Retired Ravens Legend Vows to Make His Rookie Successor the ‘Best in the League’

Ravens Jordan Stout

Getty Baltimore Ravens punter Jordan Stout celebrates a field goal in September 2019.

Longtime Baltimore Ravens punter Sam Koch may have retired from playing in the NFL on May 19, but he’s committed to staying with the Ravens as a special teams consultant for the 2022 season and potentially beyond.

Koch’s first job will be mentoring Ravens rookie punter Jordan Stout, who was selected in the fourth round of the 2022 NFL Draft out of Penn State.

It’s a job Koch plans to take on with vigor, telling media during his retirement press conference that he is “excited to work with” his successor.

“I’m just going to try to teach him everything I have and put everything I have into making him the best punter this league has seen,” said Koch, drawing laughter when he added that All-Pro kicker Justin Tucker “can get better.”

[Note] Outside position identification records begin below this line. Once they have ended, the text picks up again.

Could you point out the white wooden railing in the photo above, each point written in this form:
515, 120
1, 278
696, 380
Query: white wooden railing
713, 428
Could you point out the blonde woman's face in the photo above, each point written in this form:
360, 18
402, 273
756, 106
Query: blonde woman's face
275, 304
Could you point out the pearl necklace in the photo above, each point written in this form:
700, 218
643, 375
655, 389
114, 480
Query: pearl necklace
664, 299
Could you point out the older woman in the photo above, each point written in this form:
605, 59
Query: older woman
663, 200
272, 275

Koch has already started coaching Stout, saying, “We’ve already worked on some punting and holding aspects of his game.”

“I look forward to this opportunity,” Koch added, and it appears that Stout feels the same way. The rookie punter congratulated Koch on his retirement and expressed his excitement for the veteran’s mentorship on social media.

Koch will look to make sure that Stout upholds the tradition of strong special teams play in Baltimore, both as a punter and holder for Tucker, who is widely considered the best kicker in the NFL. The 39-year-old is the second Raven to retire in 2021 and continue with the team in a coaching role, with safety and special teams leader Anthony Levine Sr. announcing his retirement in January.


Koch To Pass On Knowledge to Stout

Koch has picked up plenty of tricks of the trade over his 16 years in the NFL, and the Ravens will hope he can pass them all onto Stout.

Before Koch entered the league in 2006, punting was a fairly straightforward endeavor with little strategy about how and where to punt the ball. But after dealing with dangerous AFC North returners like Josh Cribbs and Antonio Brown, Koch and former special teams coach Jerry Rosburg began experimenting with a variety of punts that resulted in different trajectories and spins, including his signature “Koch Hook.”

Koch will look to pass on the nuances of punting technique and strategy to Stout in addition to the rookie’s likely other jobs of holding and executing fake punts when called.

Tucker often credits Koch’s holding skills for his consistent success as a kicker, so Stout will need to quickly develop similar chemistry and timing to keep the Ravens’ special teams running smoothly.

Koch was also an all-around athlete who completed seven of his eight career passes on fake punt attempts, converting first downs on five of them. Head coach John Harbaugh and special teams coordinator Chris Horton will want to keep those fake punts in the Ravens’ playbook, and Stout is confident he can continue Koch’s success.

“I had a few fakes at Penn State, and I feel like a few of them went really well, and I’m very comfortable with throwing the ball,” he told media at his post-draft press conference. 


Koch Knew of Plan to Draft a Punter

Koch’s retirement had been widely expected since the Ravens drafted Stout, a possibility Koch was aware of heading into the draft.

General manager Eric DeCosta told media after the draft that the team told Koch that they might draft a punter, with the 2022 class of college punters considered one of the best in recent memory.

While the Ravens love Koch, the front office has always prioritized planning for the future, and that extends to special teams.

So while Koch has “no doubt” that he can still punt in the NFL, he knew his tenure in Baltimore would likely come to a close after the Ravens selected their new punter.

“Through this whole thing, I was very fortunate to have Eric [DeCosta] and John [Harbaugh] call me the day of the Draft and notify me that they were possibly taking another punter. And I knew this time was going to come to an end,” said Koch in his retirement presser.

With a wife and family settled in Maryland, it’s not surprising that Koch opted to retire than attempt to sign with a new NFL team.

“They made their decision, and at that point, I think I knew. My time was over, and it’s OK. I am very excited for my next chapter in life, and all I can do is be very appreciative of the way they handled it,” he continued.